Make school a fun experience for younger kids, too! Take a cue from both of these elementary school t-shirts that give their schools a space exploration and video game twist.
T-shirts for clubs and organizations
Clubs are filled with people that have similar interests and hobbies, and matching t-shirts can go a long way in reinforcing those social bonds—just like teammates wear uniforms. Giving members cool threads to wear around town or the gym can help spread the club’s word-of-mouth and encourage continued membership.
A tacky design is going to have your members feeling like this. Your t-shirt sets the tone for how you will be perceived. If your club is seen as a little nerdy, an awesome t-shirt is a great step towards building a cool image.
Or maybe your club isn’t for the faint of heart. A “join-at-your-own-risk” style can actually inspire people to rise to the challenge. Carnivore Crew, a group for meat enthusiasts (you read that right), uses a skeletal dinosaur and 80’s metal style typography for a gritty appearance. And while Fight Club might not be real (or is it…?), a design this cool might have you starting one of your own.
T-shirts for non-profits and social issues campaigns
Occasionally, a t-shirt design should make more of a statement than just a fashion one. While nobody wants to think about anything in their closet as capitalist advertising space, a design for a non-profit cause is a different story.
A t-shirt isn’t going to solve the world’s problems, but it does a great job of promoting awareness, like these shirts for the Balkan Floods and declining bee populations.
The subject matter may be heavy, but the design doesn’t have to be. Nonprofits are focused on helping others, and a cheerful design can emphasize that positivity. Check out these two examples that reimagine their charities as rock festivals and video games.
T-shirts for retail
Graphic tees are what shirts were made for. Think about it. Pants, button-ups, jackets, etc. all tend to come either solid colored or patterned (and you just can’t show off artwork very well on a pant leg). T-shirts are a great way to be simply unique and cool—and that’s the reason people look to fashion in the first place.

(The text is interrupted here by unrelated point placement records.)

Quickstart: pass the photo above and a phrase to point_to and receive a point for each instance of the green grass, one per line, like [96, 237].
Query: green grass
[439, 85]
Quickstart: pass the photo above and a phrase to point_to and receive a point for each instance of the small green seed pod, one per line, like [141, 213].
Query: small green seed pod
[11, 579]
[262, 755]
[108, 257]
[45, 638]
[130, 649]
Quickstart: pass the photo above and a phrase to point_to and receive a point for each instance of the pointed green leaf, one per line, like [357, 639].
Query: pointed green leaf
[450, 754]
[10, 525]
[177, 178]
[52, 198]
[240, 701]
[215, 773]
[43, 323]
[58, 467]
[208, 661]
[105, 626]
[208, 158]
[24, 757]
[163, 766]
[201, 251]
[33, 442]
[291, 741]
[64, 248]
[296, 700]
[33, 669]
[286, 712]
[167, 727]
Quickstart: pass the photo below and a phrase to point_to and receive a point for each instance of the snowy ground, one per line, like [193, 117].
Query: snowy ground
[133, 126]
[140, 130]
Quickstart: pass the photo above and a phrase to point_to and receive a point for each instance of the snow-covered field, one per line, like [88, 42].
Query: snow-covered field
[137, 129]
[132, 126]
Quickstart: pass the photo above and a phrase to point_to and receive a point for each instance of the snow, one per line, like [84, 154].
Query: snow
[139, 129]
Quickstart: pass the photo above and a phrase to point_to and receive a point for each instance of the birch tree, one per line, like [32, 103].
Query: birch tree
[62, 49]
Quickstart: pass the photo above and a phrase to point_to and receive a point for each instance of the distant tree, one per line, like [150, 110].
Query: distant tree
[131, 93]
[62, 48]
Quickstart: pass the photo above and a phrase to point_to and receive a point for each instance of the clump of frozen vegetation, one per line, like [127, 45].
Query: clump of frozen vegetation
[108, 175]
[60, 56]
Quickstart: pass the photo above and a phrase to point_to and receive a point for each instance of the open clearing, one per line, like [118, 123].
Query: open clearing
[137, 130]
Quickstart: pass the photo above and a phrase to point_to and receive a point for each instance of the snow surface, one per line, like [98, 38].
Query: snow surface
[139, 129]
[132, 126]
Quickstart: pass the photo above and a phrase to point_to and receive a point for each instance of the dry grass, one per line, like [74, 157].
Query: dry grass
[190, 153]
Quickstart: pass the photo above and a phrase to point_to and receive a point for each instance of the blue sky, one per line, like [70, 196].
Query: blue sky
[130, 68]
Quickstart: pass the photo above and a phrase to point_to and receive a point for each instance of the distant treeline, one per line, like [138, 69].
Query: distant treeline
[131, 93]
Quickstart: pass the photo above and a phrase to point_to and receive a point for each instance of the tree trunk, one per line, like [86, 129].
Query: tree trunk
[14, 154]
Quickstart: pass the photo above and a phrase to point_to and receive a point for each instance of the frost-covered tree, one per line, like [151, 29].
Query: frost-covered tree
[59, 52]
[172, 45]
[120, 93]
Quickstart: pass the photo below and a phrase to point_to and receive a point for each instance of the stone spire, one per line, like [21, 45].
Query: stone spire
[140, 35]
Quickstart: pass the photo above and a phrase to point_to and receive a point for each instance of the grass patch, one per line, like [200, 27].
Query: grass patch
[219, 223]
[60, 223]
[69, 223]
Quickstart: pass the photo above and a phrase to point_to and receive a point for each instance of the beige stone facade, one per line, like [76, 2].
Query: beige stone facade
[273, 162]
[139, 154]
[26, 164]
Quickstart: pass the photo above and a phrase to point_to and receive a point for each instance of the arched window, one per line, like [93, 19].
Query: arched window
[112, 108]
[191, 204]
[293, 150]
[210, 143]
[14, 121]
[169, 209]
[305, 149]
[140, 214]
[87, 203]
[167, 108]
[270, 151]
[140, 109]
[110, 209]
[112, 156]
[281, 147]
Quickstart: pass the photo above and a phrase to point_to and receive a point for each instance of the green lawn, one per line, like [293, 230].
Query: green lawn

Most t-shirt graphics are placed front and center (for obvious reasons), but you don’t have to be constrained to that. Take a look at how the above examples utilize space in a unique way to draw the viewer’s eye.
Graphic patterns are a hot current trend and a great alternative to presenting a single illustration on the front.
Creative typography can be a work of art all by itself. Just because you’re not selling or promoting something doesn’t mean your t-shirt can’t have a powerful message. Take Invision’s “Design Makes Everything Possible” shirt, or stormyfuego’s design that uses color and typography together to create a graphic.
T-shirts: perfect for anything
T-shirts aren’t underwear for sailors anymore. They’ve got so many different uses (and tons more beyond this list), but whatever your t-shirt need, make sure you give your audience a design that is just as cool as something they’d buy at the mall.